Another beer would be good. All he had to do was not look at the waitress. Connor’s gaze snapped from Aidan to Brian and finally to Liam. “This game’s far from over, you know.”
“There’s two, count ’em, two long, tempting months left,” Liam reminded him.
“Yeah, well, don’t be picking out roof shingles just yet, Father.”
Liam just smiled. “The samples are coming tomorrow.”

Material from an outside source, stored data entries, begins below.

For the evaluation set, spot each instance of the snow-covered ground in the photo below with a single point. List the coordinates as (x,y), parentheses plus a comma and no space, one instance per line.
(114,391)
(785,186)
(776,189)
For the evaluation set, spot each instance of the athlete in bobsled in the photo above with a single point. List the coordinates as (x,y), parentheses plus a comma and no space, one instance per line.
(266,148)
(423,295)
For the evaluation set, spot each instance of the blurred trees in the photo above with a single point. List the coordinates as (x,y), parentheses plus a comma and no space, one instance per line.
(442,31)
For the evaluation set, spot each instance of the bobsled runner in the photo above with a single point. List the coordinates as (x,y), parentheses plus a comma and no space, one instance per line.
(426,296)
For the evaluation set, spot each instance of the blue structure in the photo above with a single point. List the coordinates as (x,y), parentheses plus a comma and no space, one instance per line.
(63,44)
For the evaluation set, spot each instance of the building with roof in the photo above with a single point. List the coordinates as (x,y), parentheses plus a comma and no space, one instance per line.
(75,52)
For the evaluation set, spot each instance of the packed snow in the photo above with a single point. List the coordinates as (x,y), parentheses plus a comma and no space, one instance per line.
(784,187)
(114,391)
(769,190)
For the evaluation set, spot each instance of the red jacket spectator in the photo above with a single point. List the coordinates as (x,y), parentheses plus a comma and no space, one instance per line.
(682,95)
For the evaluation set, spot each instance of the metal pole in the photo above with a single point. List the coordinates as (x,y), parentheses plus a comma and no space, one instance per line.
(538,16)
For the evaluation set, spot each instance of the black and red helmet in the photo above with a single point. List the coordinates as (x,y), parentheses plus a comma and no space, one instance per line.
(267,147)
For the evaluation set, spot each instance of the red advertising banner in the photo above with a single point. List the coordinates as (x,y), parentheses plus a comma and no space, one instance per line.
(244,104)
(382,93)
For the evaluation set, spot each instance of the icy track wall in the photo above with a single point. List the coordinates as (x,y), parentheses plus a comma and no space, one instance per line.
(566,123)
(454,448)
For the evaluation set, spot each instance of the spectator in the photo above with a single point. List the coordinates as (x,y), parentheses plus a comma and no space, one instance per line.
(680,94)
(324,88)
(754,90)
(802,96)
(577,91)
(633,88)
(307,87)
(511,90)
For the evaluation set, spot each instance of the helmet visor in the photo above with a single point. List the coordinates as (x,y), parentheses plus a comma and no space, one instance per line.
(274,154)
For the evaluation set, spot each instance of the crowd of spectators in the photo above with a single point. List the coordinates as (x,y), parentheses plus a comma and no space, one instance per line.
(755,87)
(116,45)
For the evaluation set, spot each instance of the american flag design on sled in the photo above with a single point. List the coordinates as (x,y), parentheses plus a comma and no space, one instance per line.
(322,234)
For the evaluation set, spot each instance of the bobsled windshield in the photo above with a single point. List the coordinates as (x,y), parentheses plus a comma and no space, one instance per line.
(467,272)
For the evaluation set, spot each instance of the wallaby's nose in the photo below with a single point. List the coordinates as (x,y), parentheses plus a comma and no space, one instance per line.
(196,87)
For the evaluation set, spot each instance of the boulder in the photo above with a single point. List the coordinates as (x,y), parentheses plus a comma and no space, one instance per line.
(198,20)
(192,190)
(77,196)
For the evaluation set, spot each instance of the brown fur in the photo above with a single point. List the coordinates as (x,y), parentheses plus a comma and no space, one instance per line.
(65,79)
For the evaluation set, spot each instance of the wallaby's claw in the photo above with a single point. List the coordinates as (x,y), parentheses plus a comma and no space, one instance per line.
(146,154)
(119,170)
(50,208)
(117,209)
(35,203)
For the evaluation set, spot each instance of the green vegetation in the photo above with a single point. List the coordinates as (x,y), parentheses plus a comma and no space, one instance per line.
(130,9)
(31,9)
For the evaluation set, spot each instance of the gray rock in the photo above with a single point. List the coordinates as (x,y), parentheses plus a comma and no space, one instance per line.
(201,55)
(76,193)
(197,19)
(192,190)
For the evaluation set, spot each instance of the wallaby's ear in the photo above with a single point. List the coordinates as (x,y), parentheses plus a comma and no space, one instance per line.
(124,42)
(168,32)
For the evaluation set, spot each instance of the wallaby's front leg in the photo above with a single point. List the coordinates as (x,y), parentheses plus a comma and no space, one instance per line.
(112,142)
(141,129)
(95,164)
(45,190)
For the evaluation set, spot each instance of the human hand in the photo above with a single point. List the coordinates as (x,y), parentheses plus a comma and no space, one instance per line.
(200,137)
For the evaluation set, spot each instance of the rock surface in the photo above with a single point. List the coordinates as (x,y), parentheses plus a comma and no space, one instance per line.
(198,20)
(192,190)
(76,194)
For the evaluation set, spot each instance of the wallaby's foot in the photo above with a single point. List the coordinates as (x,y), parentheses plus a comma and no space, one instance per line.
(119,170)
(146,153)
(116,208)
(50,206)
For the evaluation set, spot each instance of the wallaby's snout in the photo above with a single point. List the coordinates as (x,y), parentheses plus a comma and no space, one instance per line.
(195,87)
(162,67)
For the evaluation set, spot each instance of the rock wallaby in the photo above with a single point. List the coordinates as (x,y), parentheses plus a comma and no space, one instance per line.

The next morning Connor sat in the sunlight outside Jake’s Garage and sighed heavily. South Carolina in July. Even the mornings were hot and steamy. The heat flattened a man until all he wanted to do was either escape to a beach and ocean breezes or find a nice shady tree and park himself beneath it.
Neither of which Connor was doing. He was on leave. Two weeks off and nothing to do. Hell, he didn’t even want to go anywhere. What would be the point? He couldn’t date. Couldn’t spend any time at all with a woman the way he was feeling. He was a man on the edge.
Two more months of this bet and he wasn’t sure how he was going to survive. Connor liked women. He liked the way they smelled and the way they laughed and the way they moved. He liked dancing with ’em, walking with ’em and most especially, he liked making love to ’em.
So he’d never found the one.
Who said he was looking for her?
His mother, Maggie, had been telling her sons the story of her own whirlwind courtship and marriage to their father since they were kids. They’d all heard about the lightning bolt that had hit Maggie and Sean Reilly. About how they’d shared a dance at a town picnic, fallen desperately in love and within two weeks had been married. Nine months later, Liam had arrived and just two years later, the triplets.
Maggie had long been a big believer in love at first sight and had always insisted that when the time was right, each of her sons…well, except for Liam, would be hit by a thunderbolt.
Connor had made it a point to steer clear of storms.
“Boy, you look like you could chew glass.” Emma Jacobsen, owner and manager of Jake’s Garage, took a seat on the bench beside him.
Connor smiled. Here was the one woman he could trust himself with. The one woman he’d never thought of as, well…a woman.
She wore dark-blue coveralls and a white T-shirt beneath. Her long, blond hair was pulled back into a ponytail and braided, falling to the middle of her back. She had a smudge of grease across her nose, and the cap she wore shaded her blue eyes. She’d been his friend for two years, and he could honestly say he’d never once wondered what she looked like under those coveralls.
Emma was safety.
“It’s this damn bet,” Connor muttered, and leaned his elbows on the bench back behind him, stretching out his legs and crossing them at the ankles.
“So why’d you agree to it in the first place?”
He grinned. “Turn down a challenge?”
She laughed. “What was I thinking?”
“Exactly.” He shook his head and sighed. “But it’s harder than I thought it’d be. I’m telling you, Em, I spend most of my time avoiding women like the plague. Hell, I even crossed the street yesterday when I saw a gorgeous redhead coming my way.”
“Poor baby.”
“Sarcasm isn’t pretty.”
“Yeah, but so appropriate.” She smiled and punched his shoulder. “So if you’re avoiding women, what’re you doing hanging around my place?”
Straightening up, Connor dropped one arm around her shoulder and gave her a quick, comradely squeeze. “That’s the beauty of it, Em. I’m safe here.”
“Huh?”
He looked at the confusion on her face and explained. “I can hang out with you and not worry. I’ve never wanted you. Not that way. So being here is like finding a demilitarized zone in the middle of a war.”
“You’ve never wanted me.”
“We’re pals, Em.” Connor gave her another squeeze just to prove how much he thought of her. “We can talk cars. You don’t expect me to bring you flowers or open doors for you. You’re not a woman, you’re a mechanic.”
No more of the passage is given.